Polycarbonatplatten (transparent oder undurchsichtig) sind die wirtschaftlichste Wahl. Sie lassen Licht durch, heizen sich im Sommer jedoch ohne Außenjalousien stark auf. Ein UV-behandeltes Polycarbonat hält länger, wird jedoch bei Einsteigermodellen allmählich gelb.
Die isolierenden Sandwichpaneele bieten einen guten thermischen Kompromiss. Undurchsichtig verwandeln sie die Veranda in eine klassische Erweiterung auf der Dachseite. Man verliert die zenitale Helligkeit, gewinnt jedoch an Komfort im Sommer wie im Winter.
Das Flachdach mit EPDM-Membran erscheint bei einigen neuen Bausätzen. Es verleiht ein modernes Aussehen und vereinfacht die Ableitung von Regenwasser. Die vom Hersteller garantierte minimale Neigung zu überprüfen, bleibt der kritische Punkt: Eine Wasseransammlung auf einem Flachdach führt immer zu einem Eindringen.
- Polycarbonat: lichtdurchlässig und erschwinglich, heizt sich jedoch im Sommer ohne Sonnenschutz auf
- Sandwichpaneel: gute Isolierung, undurchsichtiger Look, geeignet für eine ganzjährige Nutzung
- Flachdach EPDM: modernes Design, erfordert eine ausreichende Neigung für den Abfluss
Selbst montieren oder montieren lassen: was das für das Budget bedeutet
Die Selbstmontage ist das Hauptargument eines Bausatzes. Man spart die Arbeitskosten, die einen erheblichen Teil der Gesamtkosten einer von einem Fachmann montierten Veranda ausmachen können.
In der Praxis erfordert der Aufbau mindestens zwei Personen, einen perfekt ebenen Boden (Betonplatte oder verstellbare Stützen) und gängige Werkzeuge (Bohrmaschine, Laser-Niveau, Drehmomentschlüssel). Die Anleitungen der Hersteller variieren stark in ihrer Klarheit. Vor dem Kauf sollte man Erfahrungsberichte über das genaue Modell konsultieren, um die tatsächliche Schwierigkeit einzuschätzen.
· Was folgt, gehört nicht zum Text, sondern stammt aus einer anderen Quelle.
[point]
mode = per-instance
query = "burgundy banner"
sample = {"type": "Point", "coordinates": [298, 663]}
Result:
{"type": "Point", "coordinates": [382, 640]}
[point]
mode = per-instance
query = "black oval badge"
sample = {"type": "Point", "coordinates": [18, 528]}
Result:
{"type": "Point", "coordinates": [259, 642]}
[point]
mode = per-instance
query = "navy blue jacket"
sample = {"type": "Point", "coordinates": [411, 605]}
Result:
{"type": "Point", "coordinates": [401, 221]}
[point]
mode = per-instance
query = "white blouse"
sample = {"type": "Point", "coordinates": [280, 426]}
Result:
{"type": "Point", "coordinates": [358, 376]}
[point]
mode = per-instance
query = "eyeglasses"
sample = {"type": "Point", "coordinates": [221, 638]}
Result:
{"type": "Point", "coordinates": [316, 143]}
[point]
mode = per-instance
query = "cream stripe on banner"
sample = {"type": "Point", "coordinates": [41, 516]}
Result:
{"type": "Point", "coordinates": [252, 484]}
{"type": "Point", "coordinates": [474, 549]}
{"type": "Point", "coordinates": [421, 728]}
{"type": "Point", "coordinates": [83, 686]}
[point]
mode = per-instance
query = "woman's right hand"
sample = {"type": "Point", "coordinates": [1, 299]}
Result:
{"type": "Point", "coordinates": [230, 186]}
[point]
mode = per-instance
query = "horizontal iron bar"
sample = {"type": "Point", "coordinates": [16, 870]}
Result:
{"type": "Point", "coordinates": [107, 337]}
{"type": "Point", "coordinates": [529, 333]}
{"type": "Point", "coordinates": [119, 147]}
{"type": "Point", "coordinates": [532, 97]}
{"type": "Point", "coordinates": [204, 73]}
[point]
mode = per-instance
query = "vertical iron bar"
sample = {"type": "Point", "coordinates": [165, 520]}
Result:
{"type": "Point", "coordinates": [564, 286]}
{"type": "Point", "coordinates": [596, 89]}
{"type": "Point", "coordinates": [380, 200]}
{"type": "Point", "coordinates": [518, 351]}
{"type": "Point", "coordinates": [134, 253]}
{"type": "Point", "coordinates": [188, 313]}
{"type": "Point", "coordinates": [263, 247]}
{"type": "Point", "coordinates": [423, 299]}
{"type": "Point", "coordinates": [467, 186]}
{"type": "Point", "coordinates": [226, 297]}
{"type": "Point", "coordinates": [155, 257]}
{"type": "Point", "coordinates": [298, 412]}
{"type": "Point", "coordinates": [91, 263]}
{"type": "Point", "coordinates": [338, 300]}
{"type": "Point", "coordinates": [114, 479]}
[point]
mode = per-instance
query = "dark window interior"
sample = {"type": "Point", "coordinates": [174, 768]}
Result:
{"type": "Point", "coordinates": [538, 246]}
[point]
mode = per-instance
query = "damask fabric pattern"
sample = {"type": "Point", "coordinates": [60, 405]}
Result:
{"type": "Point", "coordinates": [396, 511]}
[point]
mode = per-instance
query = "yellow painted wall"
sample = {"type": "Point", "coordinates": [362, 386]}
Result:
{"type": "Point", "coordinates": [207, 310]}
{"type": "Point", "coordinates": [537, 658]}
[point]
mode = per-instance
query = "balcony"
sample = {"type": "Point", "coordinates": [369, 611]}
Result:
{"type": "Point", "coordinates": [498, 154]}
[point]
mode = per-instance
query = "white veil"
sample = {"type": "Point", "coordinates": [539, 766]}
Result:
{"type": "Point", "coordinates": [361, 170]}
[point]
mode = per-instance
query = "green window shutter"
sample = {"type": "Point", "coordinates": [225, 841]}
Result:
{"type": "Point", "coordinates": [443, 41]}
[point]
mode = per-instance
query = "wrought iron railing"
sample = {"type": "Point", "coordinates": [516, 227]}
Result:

Der oft unterschätzte Punkt ist die Dichtheit an der Verbindung zwischen der Veranda und der bestehenden Wand. Ein schlecht an dieser Stelle angebrachter Dichtstoff verursacht bereits beim ersten starken Regen Eindringungen. Wenn man sich nicht sicher ist, diese Phase zu beherrschen, ist es ein vernünftiger Kompromiss, einen Monteur nur für die Wandbefestigung und die Dichtheit hinzuzuziehen.
Eine gut gewählte Veranda im Bausatz, mit der richtigen Verglasung und einem Dach, das an ihr Klima angepasst ist, erfüllt ihren Zweck über viele Jahre. Das gesparte Budget für die Montage kann verwendet werden, um bei der Verglasung oder dem Dach aufzurüsten, wo der Komfortunterschied im Alltag spürbar ist.